“We create our future, by well improving present opportunities: however few and small they be.”
Lewis Howard Latimer
Point #1
Born in Chelsea, Massachusetts, on September 4, 1848, to parents who had fled slavery. Latimer was the youngest of four children born to George and Rebecca Latimer, who had escaped from slavery in Virginia six years before his birth. Captured in Boston and brought to trial as a fugitive, George Latimer was defended by abolitionists Frederick Douglass and William Lloyd Garrison.
Point #2
Worked at Crosby and Gould patent law office. He taught himself mechanical drawing and drafting by observing the work of draftsmen at the firm. Recognizing Latimer’s talent and promise, the firm partners promoted him from office boy to draftsman. In addition to assisting others, Latimer designed a number of his own inventions, including an improved railroad car bathroom and an early air conditioning unit.
Point #3
Co-patented (with Charles W. Brown) an improved toilet system for railroad cars called the Water Closet for Railroad Cars (U.S. Patent 147,363).
In 1876, Working with Alexander Graham Bell, Latimer helped draft the patent for Bell’s design of the telephone. He was also involved in the field of incandescent lighting, a particularly competitive field, working for U.S. Electric Lighting.
In January 1881, he received a patent for “Process of Manufacturing Carbons”, an improved method for the production of carbon filaments used in lightbulbs.

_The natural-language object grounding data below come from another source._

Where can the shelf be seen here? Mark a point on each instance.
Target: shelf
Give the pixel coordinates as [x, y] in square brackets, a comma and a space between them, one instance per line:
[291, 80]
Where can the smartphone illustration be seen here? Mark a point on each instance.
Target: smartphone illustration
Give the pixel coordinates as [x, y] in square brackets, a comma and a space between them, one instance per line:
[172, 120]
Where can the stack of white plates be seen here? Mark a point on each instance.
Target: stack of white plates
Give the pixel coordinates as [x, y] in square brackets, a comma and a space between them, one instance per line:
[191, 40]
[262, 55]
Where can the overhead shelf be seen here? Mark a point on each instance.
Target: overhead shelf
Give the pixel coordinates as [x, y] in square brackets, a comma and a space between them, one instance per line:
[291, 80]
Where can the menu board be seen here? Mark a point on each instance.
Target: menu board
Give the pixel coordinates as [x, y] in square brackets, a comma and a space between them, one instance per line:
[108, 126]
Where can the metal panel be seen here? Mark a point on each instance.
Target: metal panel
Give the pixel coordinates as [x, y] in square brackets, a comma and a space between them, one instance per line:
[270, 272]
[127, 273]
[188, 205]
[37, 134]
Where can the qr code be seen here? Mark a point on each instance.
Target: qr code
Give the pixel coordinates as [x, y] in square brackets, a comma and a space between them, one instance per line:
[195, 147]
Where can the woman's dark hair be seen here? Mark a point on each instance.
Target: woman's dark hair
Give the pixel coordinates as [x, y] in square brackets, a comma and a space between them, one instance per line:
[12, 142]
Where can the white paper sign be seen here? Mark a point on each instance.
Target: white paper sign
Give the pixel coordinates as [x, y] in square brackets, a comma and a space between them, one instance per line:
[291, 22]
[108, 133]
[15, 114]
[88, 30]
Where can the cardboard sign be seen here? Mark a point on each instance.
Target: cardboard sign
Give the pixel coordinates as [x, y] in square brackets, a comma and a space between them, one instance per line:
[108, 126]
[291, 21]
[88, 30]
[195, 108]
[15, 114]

“Tomorrow may be fair, however stormy the sky of today.”
Lewis Howard Latimer
Point #4
Latimer married Mary Wilson in 1873, and they had two daughters together. Emma Jeanette (June 12, 1883 –February 1978) and Louise Rebecca (April 19, 1890 – January 1963). Jeanette married Gerald Fitzherbert Norman, the first black person hired as a high school teacher in the New York City public school system,[4] and had two children: Winifred Latimer Norman (October 7, 1914 – February 4, 2014), a social worker who served as the guardian of her grandfather’s legacy; and Gerald Latimer Norman (December 22, 1911 – August 26, 1990), who became an administrative law judge.
Point #5
Lewis Howard Latimer died on December 11, 1928, in Flushing, Queens, New York. His wife, Mary, predeceased him by four years.